In a panel discussion hosted by Azalea Health, Jimmy Lewis, CEO from Hometown Health, and four additional CEOs including: Jon Green from Taylor Regional, Michael Hester from Stephens County Hospital, Brian Miller from Dewitt Hospital, and Tammy Mims from Liberty Regional Hospital, all discussed challenges faced by rural hospitals.
Jimmy Lewis, the panel’s moderator, began by warmly welcoming everyone, before asking, “What are the challenges in your hospital and how have you had to overcome it?”
Tammy Mims spoke first. For her hospital, testing kits were not readily available, ran low, and sometimes were non-existent. They experienced an upwards of 14-day delay in test results. Others agreed that this was a common trend for most rural healthcare clinics. Hospitals like Bruce Miller’s were luckier and had a surplus of supplies and testing machines. Though Miller added, “There’s no such thing as luck, only effective preparation.”
The lack of quick results greatly impacted staff for all CEOs, as many of their employees had to be quarantined for extended periods. Michael Hester said that there were unexpected challenges in staffing their personal care/assisted living facilities. The main difficulty was treating elderly patients who needed specialized care with no resources available. He was thankfully able to receive FEMA nurses to alleviate the situation, but not everyone has been so lucky. Many times, Mims said, they had to cross-train their staff to fill in any voids. This kept people employed but was not ideal.
There’s no such thing as luck, only effective preparation.

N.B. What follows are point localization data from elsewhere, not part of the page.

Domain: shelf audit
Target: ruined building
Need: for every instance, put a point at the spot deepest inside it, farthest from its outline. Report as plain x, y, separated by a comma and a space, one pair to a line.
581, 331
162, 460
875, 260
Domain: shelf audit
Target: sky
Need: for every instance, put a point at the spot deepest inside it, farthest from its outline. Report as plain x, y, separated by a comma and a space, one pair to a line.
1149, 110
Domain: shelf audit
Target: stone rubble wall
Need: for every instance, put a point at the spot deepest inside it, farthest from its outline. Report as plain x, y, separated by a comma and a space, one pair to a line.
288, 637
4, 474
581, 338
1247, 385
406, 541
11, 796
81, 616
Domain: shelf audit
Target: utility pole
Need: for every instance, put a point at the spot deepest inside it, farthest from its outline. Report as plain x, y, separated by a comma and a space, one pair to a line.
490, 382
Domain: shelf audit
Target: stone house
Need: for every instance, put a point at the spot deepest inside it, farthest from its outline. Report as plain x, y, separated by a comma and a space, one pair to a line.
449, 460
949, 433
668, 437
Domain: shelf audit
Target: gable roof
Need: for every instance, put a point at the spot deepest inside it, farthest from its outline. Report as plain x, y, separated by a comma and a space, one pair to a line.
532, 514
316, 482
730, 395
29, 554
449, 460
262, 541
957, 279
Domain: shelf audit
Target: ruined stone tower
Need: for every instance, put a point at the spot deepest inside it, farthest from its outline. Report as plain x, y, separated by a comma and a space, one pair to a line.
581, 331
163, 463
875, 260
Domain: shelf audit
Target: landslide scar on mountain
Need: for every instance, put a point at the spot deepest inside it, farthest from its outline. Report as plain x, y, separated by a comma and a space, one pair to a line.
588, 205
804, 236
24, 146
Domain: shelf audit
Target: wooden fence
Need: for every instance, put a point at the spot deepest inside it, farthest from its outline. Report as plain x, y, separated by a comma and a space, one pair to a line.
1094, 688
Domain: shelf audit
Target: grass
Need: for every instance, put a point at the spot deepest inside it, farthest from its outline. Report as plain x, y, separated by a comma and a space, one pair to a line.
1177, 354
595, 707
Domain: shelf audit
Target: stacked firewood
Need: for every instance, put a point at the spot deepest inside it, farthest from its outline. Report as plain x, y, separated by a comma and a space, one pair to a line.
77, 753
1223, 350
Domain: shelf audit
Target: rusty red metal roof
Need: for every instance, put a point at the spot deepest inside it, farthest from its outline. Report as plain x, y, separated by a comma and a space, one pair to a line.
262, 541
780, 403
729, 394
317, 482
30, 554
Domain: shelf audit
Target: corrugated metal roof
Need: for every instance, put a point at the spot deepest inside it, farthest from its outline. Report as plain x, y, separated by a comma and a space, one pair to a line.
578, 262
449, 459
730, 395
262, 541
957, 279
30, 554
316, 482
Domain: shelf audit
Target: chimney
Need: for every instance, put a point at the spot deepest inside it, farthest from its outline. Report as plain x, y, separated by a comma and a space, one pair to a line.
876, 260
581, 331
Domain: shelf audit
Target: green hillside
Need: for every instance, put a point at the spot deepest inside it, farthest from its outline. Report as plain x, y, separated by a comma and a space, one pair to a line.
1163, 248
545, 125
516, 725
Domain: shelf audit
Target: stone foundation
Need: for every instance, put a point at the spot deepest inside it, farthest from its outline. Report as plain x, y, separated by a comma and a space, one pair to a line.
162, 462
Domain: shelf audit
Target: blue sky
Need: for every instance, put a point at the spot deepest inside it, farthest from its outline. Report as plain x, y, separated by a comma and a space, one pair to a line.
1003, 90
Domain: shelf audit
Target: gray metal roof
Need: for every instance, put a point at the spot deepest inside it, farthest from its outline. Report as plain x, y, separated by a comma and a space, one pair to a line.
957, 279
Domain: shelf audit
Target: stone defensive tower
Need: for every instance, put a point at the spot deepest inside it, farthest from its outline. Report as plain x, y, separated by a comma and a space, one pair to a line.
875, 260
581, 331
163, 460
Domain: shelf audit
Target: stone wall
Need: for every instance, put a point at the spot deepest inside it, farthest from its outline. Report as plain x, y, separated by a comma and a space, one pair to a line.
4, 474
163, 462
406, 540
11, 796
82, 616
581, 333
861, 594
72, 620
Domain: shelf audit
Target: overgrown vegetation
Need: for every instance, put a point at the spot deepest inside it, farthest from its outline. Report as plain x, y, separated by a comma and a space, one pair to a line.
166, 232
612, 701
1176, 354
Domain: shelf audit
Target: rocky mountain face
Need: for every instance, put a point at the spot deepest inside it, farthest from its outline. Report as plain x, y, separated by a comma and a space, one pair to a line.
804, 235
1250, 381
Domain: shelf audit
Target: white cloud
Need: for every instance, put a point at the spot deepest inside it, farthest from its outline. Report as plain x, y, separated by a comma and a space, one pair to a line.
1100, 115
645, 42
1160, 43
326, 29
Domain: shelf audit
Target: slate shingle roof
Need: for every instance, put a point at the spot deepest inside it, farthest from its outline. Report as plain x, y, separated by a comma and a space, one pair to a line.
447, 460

The panel then shifted to the topic of revenue. Lewis asked “From a revenue standpoint, how big of a hit have you taken? And what is your hospital doing with the money coming from the government?”
Waiting for government money while seeing little to no patients created razor thin margins. At one-point outpatient visits dropped 70 percent and inpatient dropped 20 percent for Hester’s hospital. “April was the hardest month,” Mims said. Revenue dropped steeply by 30 percent in some cases. The money coming in from assisted living locations was a major factor, they all commented. Hester reported that they had to furlough employees for a month, but once the Paycheck Protection Program (PPP) money came in, they were able to hire staff again. Miller called the stimulus money a blessing, stating that he would not have been able to receive some of the new medical equipment without it. The stimulus money will continue to impact his hospital positively even after the pandemic. However, Lewis and Miller agreed good detailed accounting will be very important, given the governments impending audit. All CEOs are wondering how much the government will ask for in return.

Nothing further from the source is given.